Assassinada brutalmente na madrugada de ontem, a sexta vítima dos ataques a moradores de rua dizia se chamar Maria, tinha cerca de 40 anos e, nos últimos dias, não estava se sentindo muito bem. "Antes de dormir [anteontem], ela disse que estava sentindo umas dores", disse Sheila Soares de Moraes, 54, que vive na rua.
"Dorme, Maria, fica quietinha que vai passar", eu disse a ela. Quando acordei, ela estava morta", conta Sheila, que viu a moradora de rua ensangüentada ao seu lado. Apenas as duas dormiram no local. Da colega, sabia pouco. Há dois dias Maria havia resolvido dormir naquela rua, na Liberdade (centro), sem dizer de onde vinha ou aonde pensava em ir.
As poucas coisas que possuía estavam ontem espalhadas pela calçada, sujas de sangue: uma sacola xadrez, um pente fino, um xale lilás, algumas blusas e panfletos de candidatos a vereador e à prefeitura da cidade.
Sheila afirma que não viu nem ouviu nada. "Por incrível que pareça, eu realmente não sei o que aconteceu." À tarde, ela continuava deitada perto do local, apesar dos apelos de amigos para que fosse dormir em um albergue ou perto de um posto policial. "Eu já vi tanta coisa nessa vida que não tenho medo de nada. Antes de dormir, eu me benzo. Mas ir para perto de polícia é bobagem."

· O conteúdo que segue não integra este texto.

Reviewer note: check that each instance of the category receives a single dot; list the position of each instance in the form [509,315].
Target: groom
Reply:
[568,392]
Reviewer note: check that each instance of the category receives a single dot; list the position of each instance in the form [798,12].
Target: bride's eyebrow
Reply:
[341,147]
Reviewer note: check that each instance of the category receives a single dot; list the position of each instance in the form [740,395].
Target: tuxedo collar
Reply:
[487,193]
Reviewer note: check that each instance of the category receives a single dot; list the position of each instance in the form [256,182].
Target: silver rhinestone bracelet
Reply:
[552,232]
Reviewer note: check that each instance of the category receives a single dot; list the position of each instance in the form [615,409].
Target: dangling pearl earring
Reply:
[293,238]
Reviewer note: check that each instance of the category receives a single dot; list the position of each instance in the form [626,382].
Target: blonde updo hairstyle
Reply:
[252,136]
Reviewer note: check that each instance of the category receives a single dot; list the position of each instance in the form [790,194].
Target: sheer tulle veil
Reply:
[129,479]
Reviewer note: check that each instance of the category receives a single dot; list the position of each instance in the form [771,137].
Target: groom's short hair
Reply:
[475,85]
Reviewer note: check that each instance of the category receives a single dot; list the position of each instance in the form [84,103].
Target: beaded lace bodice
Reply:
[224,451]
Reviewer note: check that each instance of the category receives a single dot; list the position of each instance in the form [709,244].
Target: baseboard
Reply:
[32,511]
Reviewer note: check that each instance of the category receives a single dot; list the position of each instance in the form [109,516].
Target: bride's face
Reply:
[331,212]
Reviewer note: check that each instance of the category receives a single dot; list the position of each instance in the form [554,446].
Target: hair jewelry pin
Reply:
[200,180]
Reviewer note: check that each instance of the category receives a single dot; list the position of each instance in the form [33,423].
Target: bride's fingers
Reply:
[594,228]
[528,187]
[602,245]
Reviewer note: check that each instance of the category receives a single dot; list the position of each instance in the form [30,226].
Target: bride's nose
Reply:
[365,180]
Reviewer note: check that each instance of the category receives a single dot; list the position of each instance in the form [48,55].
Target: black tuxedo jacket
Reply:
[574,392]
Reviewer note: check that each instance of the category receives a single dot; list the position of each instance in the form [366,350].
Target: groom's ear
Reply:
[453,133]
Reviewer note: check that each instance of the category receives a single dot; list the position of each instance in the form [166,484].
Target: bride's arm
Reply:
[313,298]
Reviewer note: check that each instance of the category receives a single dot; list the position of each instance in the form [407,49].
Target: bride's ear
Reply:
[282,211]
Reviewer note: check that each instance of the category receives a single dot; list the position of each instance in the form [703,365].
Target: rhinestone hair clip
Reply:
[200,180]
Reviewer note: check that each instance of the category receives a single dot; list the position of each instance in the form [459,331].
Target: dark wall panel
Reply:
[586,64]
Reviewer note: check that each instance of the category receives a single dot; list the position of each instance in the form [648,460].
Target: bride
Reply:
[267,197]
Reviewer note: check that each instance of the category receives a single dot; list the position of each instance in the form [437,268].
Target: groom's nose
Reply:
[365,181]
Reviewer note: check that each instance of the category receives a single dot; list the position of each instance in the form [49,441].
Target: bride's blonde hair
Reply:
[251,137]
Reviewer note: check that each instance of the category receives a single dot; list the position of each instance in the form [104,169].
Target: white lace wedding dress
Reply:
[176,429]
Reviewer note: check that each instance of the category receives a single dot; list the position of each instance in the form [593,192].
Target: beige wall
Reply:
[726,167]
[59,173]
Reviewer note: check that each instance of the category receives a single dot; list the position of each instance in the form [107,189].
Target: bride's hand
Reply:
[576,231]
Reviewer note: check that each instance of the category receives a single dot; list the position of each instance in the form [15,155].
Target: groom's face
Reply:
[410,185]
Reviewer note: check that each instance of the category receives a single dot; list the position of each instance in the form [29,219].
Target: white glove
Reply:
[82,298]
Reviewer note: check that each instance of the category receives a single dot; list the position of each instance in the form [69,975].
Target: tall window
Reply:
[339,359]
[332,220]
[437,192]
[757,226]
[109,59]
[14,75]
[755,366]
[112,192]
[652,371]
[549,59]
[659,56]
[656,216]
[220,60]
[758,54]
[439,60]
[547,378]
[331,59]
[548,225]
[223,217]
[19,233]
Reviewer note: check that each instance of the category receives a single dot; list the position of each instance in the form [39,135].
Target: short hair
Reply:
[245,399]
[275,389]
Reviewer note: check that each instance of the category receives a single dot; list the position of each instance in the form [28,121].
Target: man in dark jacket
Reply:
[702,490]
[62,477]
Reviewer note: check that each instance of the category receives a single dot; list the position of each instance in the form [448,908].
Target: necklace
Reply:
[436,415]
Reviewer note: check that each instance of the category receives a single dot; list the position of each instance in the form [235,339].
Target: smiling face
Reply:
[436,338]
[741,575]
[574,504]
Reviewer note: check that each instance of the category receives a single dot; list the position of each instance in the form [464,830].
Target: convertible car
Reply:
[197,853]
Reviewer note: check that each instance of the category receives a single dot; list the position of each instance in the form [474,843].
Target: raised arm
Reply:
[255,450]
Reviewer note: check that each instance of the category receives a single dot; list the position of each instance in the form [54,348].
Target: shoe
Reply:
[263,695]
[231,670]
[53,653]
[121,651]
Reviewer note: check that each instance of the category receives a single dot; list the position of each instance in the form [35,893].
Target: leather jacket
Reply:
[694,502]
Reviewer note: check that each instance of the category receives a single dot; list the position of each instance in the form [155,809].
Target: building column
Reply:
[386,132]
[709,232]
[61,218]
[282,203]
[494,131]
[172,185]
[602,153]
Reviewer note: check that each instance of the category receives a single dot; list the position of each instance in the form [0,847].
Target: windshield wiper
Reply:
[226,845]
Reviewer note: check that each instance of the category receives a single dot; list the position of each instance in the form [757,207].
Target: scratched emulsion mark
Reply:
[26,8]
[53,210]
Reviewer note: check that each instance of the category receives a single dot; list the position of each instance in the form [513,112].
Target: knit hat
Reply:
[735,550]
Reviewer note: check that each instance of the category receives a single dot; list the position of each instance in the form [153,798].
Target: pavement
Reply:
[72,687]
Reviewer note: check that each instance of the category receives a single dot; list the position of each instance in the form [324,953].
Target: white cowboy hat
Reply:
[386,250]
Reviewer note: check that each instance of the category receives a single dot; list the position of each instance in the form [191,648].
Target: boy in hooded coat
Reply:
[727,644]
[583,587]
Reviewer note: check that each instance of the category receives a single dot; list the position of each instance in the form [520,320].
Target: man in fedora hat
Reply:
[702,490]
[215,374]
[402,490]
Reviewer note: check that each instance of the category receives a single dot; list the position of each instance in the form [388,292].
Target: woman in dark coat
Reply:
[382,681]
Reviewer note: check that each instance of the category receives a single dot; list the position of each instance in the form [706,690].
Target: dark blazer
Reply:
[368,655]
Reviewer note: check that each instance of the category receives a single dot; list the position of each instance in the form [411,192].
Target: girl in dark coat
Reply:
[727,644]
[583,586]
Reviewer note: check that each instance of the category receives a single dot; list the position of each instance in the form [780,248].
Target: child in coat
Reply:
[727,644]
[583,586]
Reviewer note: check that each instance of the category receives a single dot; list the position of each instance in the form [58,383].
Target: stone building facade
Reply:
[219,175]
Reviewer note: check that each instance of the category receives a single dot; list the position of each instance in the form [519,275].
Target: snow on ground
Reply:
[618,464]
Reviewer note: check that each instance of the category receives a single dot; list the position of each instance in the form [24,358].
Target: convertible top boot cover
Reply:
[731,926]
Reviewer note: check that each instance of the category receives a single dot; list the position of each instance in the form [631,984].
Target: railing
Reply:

Os vigias da revendedora de automóveis ao lado do local onde a moradora de rua foi morta também disseram não ter visto nada. "A equipe da noite disse que, às 3h, fez uma ronda aqui embaixo e estava tudo bem. Então eles fizeram uma ronda nos andares de cima e, quando voltaram, mais ou menos uma hora depois, ela já estava morta", disse o vigia Antonio Eliene Silva Santos, 29.
Assim como Maria, outras três vítimas permanecem não identificadas no IML e devem ser enterradas nos próximos dias. As duas únicas vítimas reconhecidas foram Cosme Rodrigues Machado, 56, e Ivanildo Amaro da Silva, 41, o travesti Pantera. Eles foram enterrados anteontem.
Machado tinha problemas psiquiátricos e dormia numa van, a pedido da proprietária, até sofrer ameaças de desconhecidos e voltar para a rua, segundo disse a uma amiga, Cristina Silva, 28.
Ontem, o programa "Pânico na TV", da Rede TV!, homenageou Pantera, que costumava participar das pegadinhas feitas pelo programa no centro da cidade.